Surgery is most often performed under general anesthesia, though regional anesthetic techniques such as interscalene blocks can be useful adjuncts for postoperative pain control. The patient is placed in the beach-chair position with the head elevated 30 degrees. The patient is positioned such that the surgeon has access to the entire shoulder girdle and the shoulder can be extended vertically and externally rotated during the case to expose the humeral head for resection and insertion of the prosthesis ( Fig. 6-1 ). Several operating table attachments are commercially available to assist in positioning. Of commonly available equipment, a McConnell headrest (McConnell Orthopedic Manufacturing, Greenville, Tex.) provides good head support while the patient is positioned at the edge of the operating table. There are also attachments that can assist in holding the forearm to free assistants from duty positioning the shoulder.
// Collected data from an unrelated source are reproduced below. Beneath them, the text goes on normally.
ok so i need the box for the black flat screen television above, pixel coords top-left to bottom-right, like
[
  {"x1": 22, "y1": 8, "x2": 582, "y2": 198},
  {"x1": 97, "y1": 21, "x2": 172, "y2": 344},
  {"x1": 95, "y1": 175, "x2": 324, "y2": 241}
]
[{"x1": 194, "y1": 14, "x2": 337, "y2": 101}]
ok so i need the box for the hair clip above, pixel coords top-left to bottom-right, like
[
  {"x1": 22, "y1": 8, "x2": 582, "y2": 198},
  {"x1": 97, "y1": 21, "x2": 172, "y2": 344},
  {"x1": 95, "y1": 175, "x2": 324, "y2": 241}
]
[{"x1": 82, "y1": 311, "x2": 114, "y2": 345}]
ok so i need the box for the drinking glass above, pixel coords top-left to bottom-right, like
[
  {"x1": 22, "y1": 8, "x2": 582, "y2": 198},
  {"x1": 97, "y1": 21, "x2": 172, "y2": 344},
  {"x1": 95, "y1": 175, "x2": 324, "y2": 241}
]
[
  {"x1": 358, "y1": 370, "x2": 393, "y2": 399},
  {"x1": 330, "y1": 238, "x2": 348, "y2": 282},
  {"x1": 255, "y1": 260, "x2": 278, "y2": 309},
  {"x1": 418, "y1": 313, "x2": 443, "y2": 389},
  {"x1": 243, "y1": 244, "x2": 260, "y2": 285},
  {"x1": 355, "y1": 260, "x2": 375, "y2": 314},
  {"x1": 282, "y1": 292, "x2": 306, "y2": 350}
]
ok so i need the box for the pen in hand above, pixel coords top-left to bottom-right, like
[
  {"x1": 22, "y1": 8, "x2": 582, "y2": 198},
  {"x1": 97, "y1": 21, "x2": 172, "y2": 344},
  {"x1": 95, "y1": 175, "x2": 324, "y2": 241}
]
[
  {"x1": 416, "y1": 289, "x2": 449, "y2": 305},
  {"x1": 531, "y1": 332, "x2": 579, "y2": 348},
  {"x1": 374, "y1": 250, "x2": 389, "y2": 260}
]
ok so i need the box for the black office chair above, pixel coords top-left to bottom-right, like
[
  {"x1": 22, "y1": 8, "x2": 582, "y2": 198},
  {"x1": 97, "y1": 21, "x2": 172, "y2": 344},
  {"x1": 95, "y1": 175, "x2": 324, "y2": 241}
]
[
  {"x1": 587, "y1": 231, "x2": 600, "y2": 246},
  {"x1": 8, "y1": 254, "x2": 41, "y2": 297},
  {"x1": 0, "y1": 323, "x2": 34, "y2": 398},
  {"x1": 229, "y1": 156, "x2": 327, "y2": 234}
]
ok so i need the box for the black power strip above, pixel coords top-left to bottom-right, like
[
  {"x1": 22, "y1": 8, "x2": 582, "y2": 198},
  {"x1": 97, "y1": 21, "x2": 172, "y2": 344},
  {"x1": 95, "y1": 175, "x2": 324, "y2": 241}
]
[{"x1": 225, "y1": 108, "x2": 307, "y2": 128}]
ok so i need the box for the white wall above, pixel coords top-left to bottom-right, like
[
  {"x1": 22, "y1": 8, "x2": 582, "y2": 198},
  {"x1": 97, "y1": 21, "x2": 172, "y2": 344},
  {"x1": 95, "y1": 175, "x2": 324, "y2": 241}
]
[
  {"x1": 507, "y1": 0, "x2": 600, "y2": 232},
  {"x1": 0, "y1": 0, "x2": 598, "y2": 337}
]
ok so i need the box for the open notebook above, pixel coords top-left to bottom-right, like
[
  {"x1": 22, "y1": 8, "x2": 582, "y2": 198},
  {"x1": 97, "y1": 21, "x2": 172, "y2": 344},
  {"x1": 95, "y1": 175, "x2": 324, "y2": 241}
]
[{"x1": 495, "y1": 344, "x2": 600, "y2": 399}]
An extended deltopectoral approach is utilized, with careful preservation of the entire deltoid origin and insertion. Care is also taken in the use of self-retaining retractors to avoid damage to the deltoid muscle and cephalic vein. The subscapularis is elevated subperiosteally from the lesser tuberosity, starting just medial to the bicipittal groove in order to maximize tendon length. If the tendon has good thickness and strength, it can be elevated directly from the anterior capsule. The interval between subscapularis and capsule is most apparent medially and inferiorly where the muscle has not yet fully transitioned to tendon fibers. If the tendon is atrophied or friable, it is a good idea to leave the lateral aspect of the anterior capsule attached as reinforcement. The capsule must then be incised more medially and resected to allow release of the subscapularis excursion. With adequate protection of the axillary nerve, the inferior capsule should be released beyond the origin of the long head of the triceps on the glenoid. If the glenoid is to be preserved without reaming, capsular releases should be performed just beyond the labrum, which should be preserved. Adhesions from the base of the coracoid process are released, and the subscapularis muscle-tendon unit is released circumferentially about its long axis ( Fig. 6-2 ). Reattachment of the tendon is performed with grasping stitches of a heavy braided nonabsorbable suture such as 1-mm Cottony Dacron (Deknatel, Fall River, Mass.) passed through 1- to 2-cm-long bone tunnels drilled from the anatomic humeral neck to the anterior surface of the humeral head osteotomy ( Fig. 6-3 A ). This reattachment more medially produces a functional lengthening of the subscapularis to assist in soft tissue balance and motion restoration ( Fig. 6-3 B ). Once adequate soft tissue releases have been performed, the shoulder can be anteriorly dislocated with extension of the arm vertical to the floor. If there is excessive tension during this maneuver, further releases are likely to be required.